By Clare Premo, Paris

Is France an old-world Catholic country, a land of soaring cathedral spires and hallowed saints? Or is it an extremely secular state, grimly opposed to religious symbols in its schools, whether crucifixes, yarmulkes or veils? The truth, of course, is that it’s both. And in this week’s edition of Le Nouvel Observateur, scholar Olivier Roy, best known for his studies of militant Islam, uses France’s own experience to look at old time religion in the new world of the 21st century.

France, like the United States and much of the rest of the world, has seen an explosion of what’s often called revivalism and public religiosity. But according to Roy this is no “return to religion” in the traditional sense. He calls it a “mutation”  that is quite particular to our times. Hybrid faiths are emerging as the result of global rootlessness or, as Roy calls it, deculturation. By separating religions from their traditional cultural environments, Roy says, globalization actually encourages fundamentalism as people practicing their faith come to see themselves as embattled minorities. In the French case, the constant influx of North African and Africans has created a substantial population that is no longer grounded in the inherited traditions of the land where they now live or the one that they came from.

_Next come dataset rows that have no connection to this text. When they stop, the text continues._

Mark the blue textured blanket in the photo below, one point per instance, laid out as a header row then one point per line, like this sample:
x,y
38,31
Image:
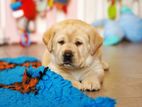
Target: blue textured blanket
x,y
53,90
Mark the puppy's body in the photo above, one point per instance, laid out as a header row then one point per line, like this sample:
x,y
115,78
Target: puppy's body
x,y
74,51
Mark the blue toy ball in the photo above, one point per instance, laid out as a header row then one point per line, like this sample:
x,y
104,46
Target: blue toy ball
x,y
131,24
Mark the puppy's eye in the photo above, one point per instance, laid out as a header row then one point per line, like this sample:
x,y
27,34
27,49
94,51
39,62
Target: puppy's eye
x,y
61,42
78,43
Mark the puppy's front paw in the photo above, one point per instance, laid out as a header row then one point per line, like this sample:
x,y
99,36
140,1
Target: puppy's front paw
x,y
90,85
77,84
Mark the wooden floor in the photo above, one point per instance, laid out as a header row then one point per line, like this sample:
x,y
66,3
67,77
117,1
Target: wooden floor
x,y
124,80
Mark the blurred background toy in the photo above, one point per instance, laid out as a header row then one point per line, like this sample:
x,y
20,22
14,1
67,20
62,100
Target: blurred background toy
x,y
112,10
127,25
25,17
131,24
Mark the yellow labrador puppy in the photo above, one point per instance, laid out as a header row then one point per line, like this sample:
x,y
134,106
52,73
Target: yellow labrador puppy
x,y
74,51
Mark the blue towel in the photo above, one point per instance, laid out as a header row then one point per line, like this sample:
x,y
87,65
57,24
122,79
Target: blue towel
x,y
53,90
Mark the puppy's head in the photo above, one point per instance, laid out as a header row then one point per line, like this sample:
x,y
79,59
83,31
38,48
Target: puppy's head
x,y
72,43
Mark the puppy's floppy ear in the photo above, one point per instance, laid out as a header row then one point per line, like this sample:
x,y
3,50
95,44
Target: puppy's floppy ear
x,y
96,41
48,38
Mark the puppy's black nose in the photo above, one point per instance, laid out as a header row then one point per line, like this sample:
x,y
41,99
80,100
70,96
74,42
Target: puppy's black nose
x,y
67,57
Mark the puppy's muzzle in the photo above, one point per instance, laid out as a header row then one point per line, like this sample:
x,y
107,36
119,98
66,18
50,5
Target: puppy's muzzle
x,y
67,57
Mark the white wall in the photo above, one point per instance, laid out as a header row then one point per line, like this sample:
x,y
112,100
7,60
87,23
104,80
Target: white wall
x,y
91,10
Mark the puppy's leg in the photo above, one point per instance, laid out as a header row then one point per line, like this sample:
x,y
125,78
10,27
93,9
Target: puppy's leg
x,y
105,65
46,58
94,78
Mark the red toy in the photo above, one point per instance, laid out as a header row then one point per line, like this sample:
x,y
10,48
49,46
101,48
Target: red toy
x,y
29,8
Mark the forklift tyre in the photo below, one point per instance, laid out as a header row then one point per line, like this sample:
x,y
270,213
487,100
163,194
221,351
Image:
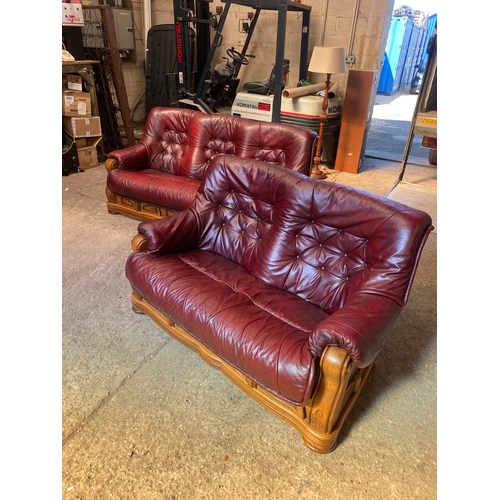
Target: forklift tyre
x,y
433,156
237,57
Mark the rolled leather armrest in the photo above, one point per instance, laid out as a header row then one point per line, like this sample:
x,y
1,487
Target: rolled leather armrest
x,y
360,327
177,233
132,158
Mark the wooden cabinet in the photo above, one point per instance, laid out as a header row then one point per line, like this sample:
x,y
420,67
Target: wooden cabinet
x,y
356,115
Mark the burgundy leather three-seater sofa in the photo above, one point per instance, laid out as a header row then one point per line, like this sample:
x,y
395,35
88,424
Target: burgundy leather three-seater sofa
x,y
287,284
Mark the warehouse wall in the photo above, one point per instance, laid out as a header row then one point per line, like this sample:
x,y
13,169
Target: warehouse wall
x,y
361,26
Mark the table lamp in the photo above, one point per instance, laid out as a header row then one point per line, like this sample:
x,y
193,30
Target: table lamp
x,y
325,60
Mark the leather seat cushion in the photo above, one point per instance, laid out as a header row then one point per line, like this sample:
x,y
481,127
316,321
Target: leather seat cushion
x,y
258,329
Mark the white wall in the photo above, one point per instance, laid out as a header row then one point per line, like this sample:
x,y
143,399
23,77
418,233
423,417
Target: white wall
x,y
359,25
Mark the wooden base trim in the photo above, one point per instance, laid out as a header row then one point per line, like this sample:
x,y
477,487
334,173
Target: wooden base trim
x,y
320,421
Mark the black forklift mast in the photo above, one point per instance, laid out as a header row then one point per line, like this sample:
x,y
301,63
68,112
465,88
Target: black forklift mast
x,y
185,13
189,58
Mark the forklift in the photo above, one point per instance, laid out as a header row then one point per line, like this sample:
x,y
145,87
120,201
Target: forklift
x,y
210,90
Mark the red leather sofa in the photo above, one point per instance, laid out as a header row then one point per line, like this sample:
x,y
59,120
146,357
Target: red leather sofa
x,y
287,284
160,174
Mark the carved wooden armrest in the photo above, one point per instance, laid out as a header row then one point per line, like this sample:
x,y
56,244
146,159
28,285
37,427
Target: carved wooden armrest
x,y
111,164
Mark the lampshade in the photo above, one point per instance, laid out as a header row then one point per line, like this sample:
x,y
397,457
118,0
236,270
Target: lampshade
x,y
327,60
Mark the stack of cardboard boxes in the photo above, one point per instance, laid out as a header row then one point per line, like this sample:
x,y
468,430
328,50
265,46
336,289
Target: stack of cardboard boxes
x,y
78,123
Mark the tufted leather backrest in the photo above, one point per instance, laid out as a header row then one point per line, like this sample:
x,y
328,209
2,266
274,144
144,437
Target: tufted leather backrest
x,y
166,137
183,141
285,145
318,240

Globalization also favors religions that can be “exported” easily, Roy tells Le Nouvel Observateur; in other words, faiths that are not specifically tied to a geographic location or a single culture. For this reason, we should not view today’s religious tensions arising from fundamentalism as a “clash of cultures”; the problem that these mutated faiths pose is precisely that they do not represent any traditional culture at all.

Roy cites the spreading popularity of Pentecostalism. This religion is the fastest growing in the world because it removes all essences of culture from worship, he says. The practice of speaking in tongues is emblematic, since those tongues are not connected to any place on this earth. The message is that the the Holy Spirit does not need to transform itself into a single type of culture and language, but goes beyond.

In this era of “spiritual nomadism,” Roy says, learning is devalued and ignorance exalted. Traditional cultures are seen by new believers as, at worst, pagan execrations, at best of of no value unless they are imbued with the spirit of religion. “What’s disappeared is the idea of culture as something with its own positive value, as a foundation shared by believers and unbelievers,” says Roy. At the same time there is a generalized indifference to theology in favor of “lived” faith. “Holy ignorance is not a return to some kind of archaic belief,” Roy concludes. “It is the expression of a modern design: the affirmation of the self, the enjoyment of the moment, of doing instead of thinking, of the immediate against the enduring.”